- Born: Sérgio de Magalhães Gomes Jaguaribe 29 February 1932 Rio de Janeiro, Brazil
- Died: 24 August 2025 (aged 93) Rio de Janeiro
- Area: Cartoonist
- Notable works: O Pasquim Chopiniks
- Awards: Prêmio Angelo Agostini for Master of National Comics

= Jaguar (cartoonist) =

Brazilian cartoonist (1932–2025)

Sérgio de Magalhães Gomes Jaguaribe (February 29, 1932 – August 24, 2025), known by the pseudonym Jaguar, was a Brazilian cartoonist and comics artist. He achieved notoriety as one of the founders of the satirical newspaper O Pasquim in 1969, which became a symbol of opposition to the military dictatorship in Brazil. Jaguar is famous for creating the character Sig, the newspaper's mascot mouse, and for his humorous and ironic style that circumvented censorship, inspiring other journalists and cartoonists.

==Life and career==

===Early career===
Originally a Banco do Brasil clerk, Jaguar started sketching on a professional basis in 1952, when he offered the weekly magazine Manchete some cartoons loosely inspired by the work of the French-Hungarian cartoonist André François. After working for Manchete and the culture monthly Senhor, he became famous in the 1960s for his works, among whose highlights were his illustrations to the collections of satirical chronicles by Sergio Porto entitled FEBEAPÁ (acronym for "The Festival of Stupidities that plagues our country" - the chronicles dealt mostly with the petty ridicules of the Military Dictatorship in Brazil), as well as his cartoon anthology "Átila, você é bárbaro" ("Attila, you're barbarous!"). In 1969 -together with his fellow cartoonists Millôr Fernandes, Ziraldo and other journalistic celebrities, he founded the groundbreaking satirical newspaper O Pasquim.

===Critical acclaim===
One of his most popular creations at the time was the comic strip Chopiniks (from "chope", a Brazilian vernacular for draft beer), which was sketched by Jaguar on scripts written by Ivan Lessa. Originally designed as a means to advertise a new brand of beer, the strip was a satirical portrayal of the bohemian 1960s Rio de Janeiro intelligentsia that gathered around the neighbourhood of Ipanema, its chief characters being the bohemians Robespierre (from Maximilien Robespierre: the character was created after a friend of Jaguar's actually named Marat, after the French revolutionary) and "BD" (named after another friend of Jaguar's, the bohemian Hugo Bidet), who had as their sidekick BD's pet Sig (from "Sigmund"), a neurotic, debauched mouse (in the stories he's called a rat), who had as his real life model Bidet's pet white mouse (who died after being treated to a diet of bread crumbs drenched in vodka), but was at the same time conceived as a satirical answer to Mickey Mouse. Sig was in charge of most of the story's comic vignettes, many of whom were actual bon mots who had found their way into Jaguar's strip. Such is the case with the famous tag: "Intellectuals don't go to the beach. Intellectuals booze" (Intelectual não vai à praia. Intelectual bebe) - a phrase attributed by Jaguar to the journalist Paulo Francis - which is reproduced in one of the strips as being spoken by BD .

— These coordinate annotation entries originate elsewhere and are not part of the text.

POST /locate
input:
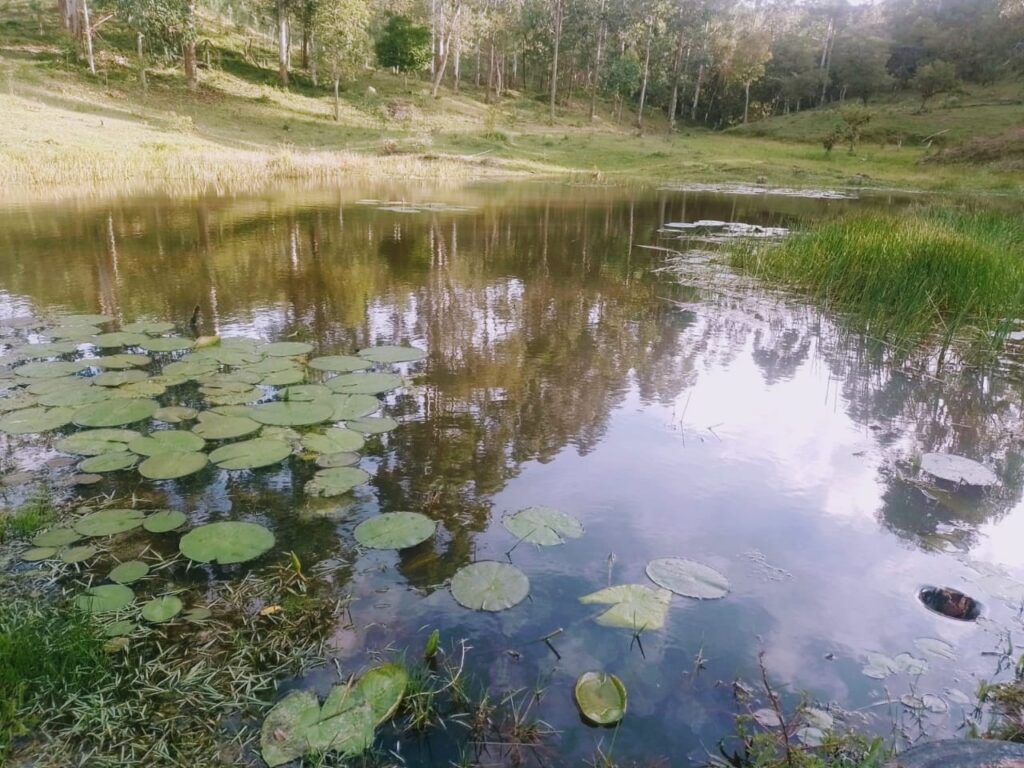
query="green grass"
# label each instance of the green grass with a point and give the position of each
(928, 278)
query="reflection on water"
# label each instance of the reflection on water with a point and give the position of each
(674, 414)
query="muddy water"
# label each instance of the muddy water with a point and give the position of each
(674, 411)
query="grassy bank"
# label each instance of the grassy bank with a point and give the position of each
(926, 278)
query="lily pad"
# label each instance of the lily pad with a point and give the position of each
(687, 578)
(113, 462)
(339, 364)
(373, 383)
(162, 609)
(288, 414)
(601, 697)
(116, 413)
(634, 606)
(36, 420)
(225, 543)
(489, 586)
(129, 571)
(543, 525)
(260, 452)
(394, 530)
(389, 353)
(172, 464)
(336, 481)
(109, 522)
(105, 599)
(334, 440)
(218, 427)
(164, 521)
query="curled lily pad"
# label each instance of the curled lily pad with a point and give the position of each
(392, 354)
(601, 697)
(543, 525)
(634, 606)
(129, 571)
(172, 464)
(105, 599)
(336, 481)
(260, 452)
(116, 413)
(489, 586)
(225, 543)
(164, 521)
(162, 609)
(334, 440)
(109, 521)
(394, 530)
(687, 578)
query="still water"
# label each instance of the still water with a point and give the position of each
(576, 360)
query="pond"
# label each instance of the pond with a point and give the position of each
(580, 355)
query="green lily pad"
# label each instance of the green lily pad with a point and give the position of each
(364, 383)
(165, 441)
(113, 462)
(172, 464)
(218, 427)
(336, 481)
(543, 525)
(687, 578)
(105, 599)
(601, 697)
(128, 571)
(339, 364)
(109, 522)
(36, 420)
(489, 586)
(288, 414)
(372, 424)
(634, 606)
(56, 538)
(162, 609)
(260, 452)
(175, 414)
(394, 530)
(164, 521)
(225, 543)
(334, 440)
(389, 353)
(116, 413)
(288, 349)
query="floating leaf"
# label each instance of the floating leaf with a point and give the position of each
(162, 609)
(543, 525)
(109, 522)
(164, 521)
(128, 571)
(225, 543)
(116, 413)
(219, 427)
(687, 578)
(105, 599)
(260, 452)
(36, 420)
(336, 481)
(392, 354)
(338, 364)
(489, 586)
(172, 464)
(634, 606)
(334, 440)
(394, 530)
(289, 414)
(601, 697)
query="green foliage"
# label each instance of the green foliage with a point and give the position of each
(403, 45)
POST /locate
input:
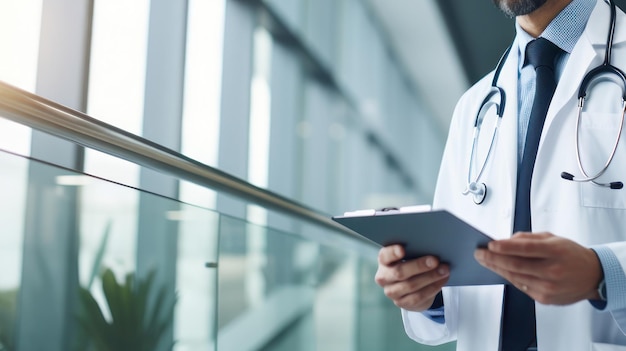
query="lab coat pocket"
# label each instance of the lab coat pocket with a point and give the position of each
(597, 138)
(607, 347)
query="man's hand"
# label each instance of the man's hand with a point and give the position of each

In a late interview, Jaguar defined himself as a cartoonist, in the Brazilian vernacular sense of a cartum maker - cartum meaning a graphic joke based on stock models and situations, as opposed, in Jaguar's view, to caricature, which is concerned with offering satirical commentary on an actual situation. In the portrayal of a particular milieu - that of bohemian 1960s Rio - he actually excelled, if only to be superseded by the demise of the same milieu.

===Pasquim foreclosure===
Jaguar was the last of the original Pasquim founders that continued editing the paper through the 1980s, when the weekly had lost almost all of its customers and influence. Jaguar had to bank on the financial support of the Rio de Janeiro governor Leonel Brizola.

When even that was not enough, Jaguar closed down the paper in 1991, something that left him personally bankrupt and saddened. During the 1990s, he worked as an editor at the tabloid daily A Notícia. In a 2001 interview, he said that "if I were a type who cared, I would have myself killed long ago".

== Death ==
Jaguar died in Rio de Janeiro on 24 August 2025, at the age of 93.